Арабы настроены настолько враждебно, что британские и американские пилоты носят с собой особые рекомендательные письма, призванные помочь в случае вынужденной посадки среди местных жителей. Верхняя часть такого официального письма содержит текст на арабском, затем в середине страницы стоит печать правительства Великобритании или Соединённых Штатов, а под ней следует перевод на английский:
"К сведению каждого благородного араба.
Приветствуем вас и да пребудет с вами милость Аллаха. Предъявитель сего письма является офицером Соединённых Штатов Америки, оказывающим помощь британскому правительству, и верным другом всех арабских народов. Мы просим вас хорошо обращаться с ним, оберегать его жизнь от всякого вреда, обеспечить его потребности в питье и пище и сопроводить его до ближайшего британского лагеря. Вы будете щедро вознаграждены за все свои услуги. Да пребудут с вами мир и благословение Аллаха.

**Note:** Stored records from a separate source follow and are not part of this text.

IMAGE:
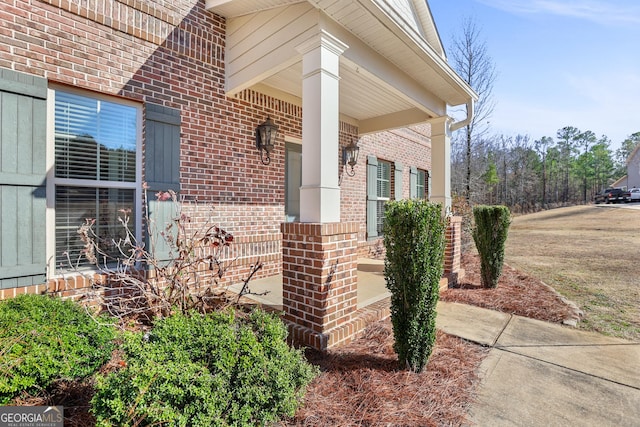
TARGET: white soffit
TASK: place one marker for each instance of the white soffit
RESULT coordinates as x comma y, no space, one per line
401,31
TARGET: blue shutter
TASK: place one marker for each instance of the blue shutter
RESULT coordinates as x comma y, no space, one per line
372,197
162,171
413,182
23,124
397,193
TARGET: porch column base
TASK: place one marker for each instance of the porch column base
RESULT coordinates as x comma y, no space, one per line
453,251
320,281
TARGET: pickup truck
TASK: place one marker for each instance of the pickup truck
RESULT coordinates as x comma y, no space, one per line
613,195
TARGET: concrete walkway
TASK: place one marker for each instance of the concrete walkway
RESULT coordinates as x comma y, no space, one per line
542,374
536,373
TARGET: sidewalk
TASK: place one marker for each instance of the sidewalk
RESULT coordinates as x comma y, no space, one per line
536,373
542,374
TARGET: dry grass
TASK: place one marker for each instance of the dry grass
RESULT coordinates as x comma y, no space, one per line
360,384
591,255
517,293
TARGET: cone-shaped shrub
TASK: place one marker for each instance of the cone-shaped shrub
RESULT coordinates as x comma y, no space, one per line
414,239
490,235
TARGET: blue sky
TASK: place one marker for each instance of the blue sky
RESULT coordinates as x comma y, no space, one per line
559,62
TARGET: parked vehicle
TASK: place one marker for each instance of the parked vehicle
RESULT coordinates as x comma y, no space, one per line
613,195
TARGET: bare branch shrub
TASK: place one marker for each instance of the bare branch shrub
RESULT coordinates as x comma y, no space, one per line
141,282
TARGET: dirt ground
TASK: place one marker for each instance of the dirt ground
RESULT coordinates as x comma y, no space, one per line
591,255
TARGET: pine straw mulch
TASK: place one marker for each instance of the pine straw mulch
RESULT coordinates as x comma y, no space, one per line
517,293
360,383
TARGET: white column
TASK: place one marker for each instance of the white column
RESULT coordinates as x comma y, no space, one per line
320,192
441,162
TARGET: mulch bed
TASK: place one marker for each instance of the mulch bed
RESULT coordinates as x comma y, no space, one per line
517,293
360,383
361,386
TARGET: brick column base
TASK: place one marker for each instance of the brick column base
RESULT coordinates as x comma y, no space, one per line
319,282
452,271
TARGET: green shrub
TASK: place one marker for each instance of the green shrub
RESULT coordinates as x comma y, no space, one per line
44,339
490,235
414,239
213,370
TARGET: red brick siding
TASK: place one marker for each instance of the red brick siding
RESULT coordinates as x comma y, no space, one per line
172,53
411,147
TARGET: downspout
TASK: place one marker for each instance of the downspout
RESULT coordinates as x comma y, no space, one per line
457,125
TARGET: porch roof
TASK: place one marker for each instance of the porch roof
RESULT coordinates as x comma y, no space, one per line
393,74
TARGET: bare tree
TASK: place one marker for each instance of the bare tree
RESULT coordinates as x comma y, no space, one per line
472,62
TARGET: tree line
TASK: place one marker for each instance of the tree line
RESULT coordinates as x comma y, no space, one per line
529,175
515,171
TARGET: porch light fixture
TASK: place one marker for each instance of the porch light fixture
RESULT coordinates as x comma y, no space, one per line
350,157
266,139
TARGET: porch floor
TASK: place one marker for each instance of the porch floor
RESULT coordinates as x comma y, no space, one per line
371,286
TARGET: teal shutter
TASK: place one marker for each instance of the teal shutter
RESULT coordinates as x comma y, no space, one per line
397,193
23,127
413,182
372,197
162,172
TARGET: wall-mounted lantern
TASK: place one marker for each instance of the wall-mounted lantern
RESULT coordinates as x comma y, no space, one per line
350,157
266,140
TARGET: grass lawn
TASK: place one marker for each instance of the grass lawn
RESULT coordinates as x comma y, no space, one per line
591,255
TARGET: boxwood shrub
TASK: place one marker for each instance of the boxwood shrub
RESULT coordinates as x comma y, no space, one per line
414,240
490,234
205,370
44,339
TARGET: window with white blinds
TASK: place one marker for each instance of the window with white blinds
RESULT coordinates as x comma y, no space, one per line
421,184
95,146
384,191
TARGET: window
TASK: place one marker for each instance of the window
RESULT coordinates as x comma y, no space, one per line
293,181
422,184
96,173
419,183
384,182
384,191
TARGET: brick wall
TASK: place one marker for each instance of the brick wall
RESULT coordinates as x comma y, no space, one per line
169,53
411,147
172,53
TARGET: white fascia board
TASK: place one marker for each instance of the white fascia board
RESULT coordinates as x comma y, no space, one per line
397,120
262,44
368,62
382,11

С разрешения британского верховного командования на Востоке.
Доставьте меня к англичанам, и будете вознаграждены".
Вскоре мы сверху, как во сне, любуемся Иерусалимом, хорошо видимым с той малой высоты, на которой мы несколько раз кружим вокруг него. Наш спутник-знаток, не единожды тут пролетавший, показывает нам и Масличную гору, и Гефсиманскую церковь и все прочие достопримечательности, упомянутые в Ветхом и Новом Заветах.
Окутанный характерным утренним туманом, возникшим после кратковременного дождя, город действительно излучает восхищающее всех нас золотое сияние. Во всяком случае, с высоты птичьего полета мы можем засвидетельствовать, что "улицы его вымощены золотом", даже если это золото солнечного света.
Но в небольшой книжке, к которой я часто обращаюсь за любой информацией о Палестине ("Иерусалим и евреи" Берналя Татмана), с сожалением констатируется, что Святой город, расположенный на скалистом плато на высоте 2 600 футов95 над уровнем моря, между портом Яффа, бассейном реки Иордан и Мёртвым морем в двадцати милях96 к востоку – не так уж и красив, коль смотреть на него вблизи.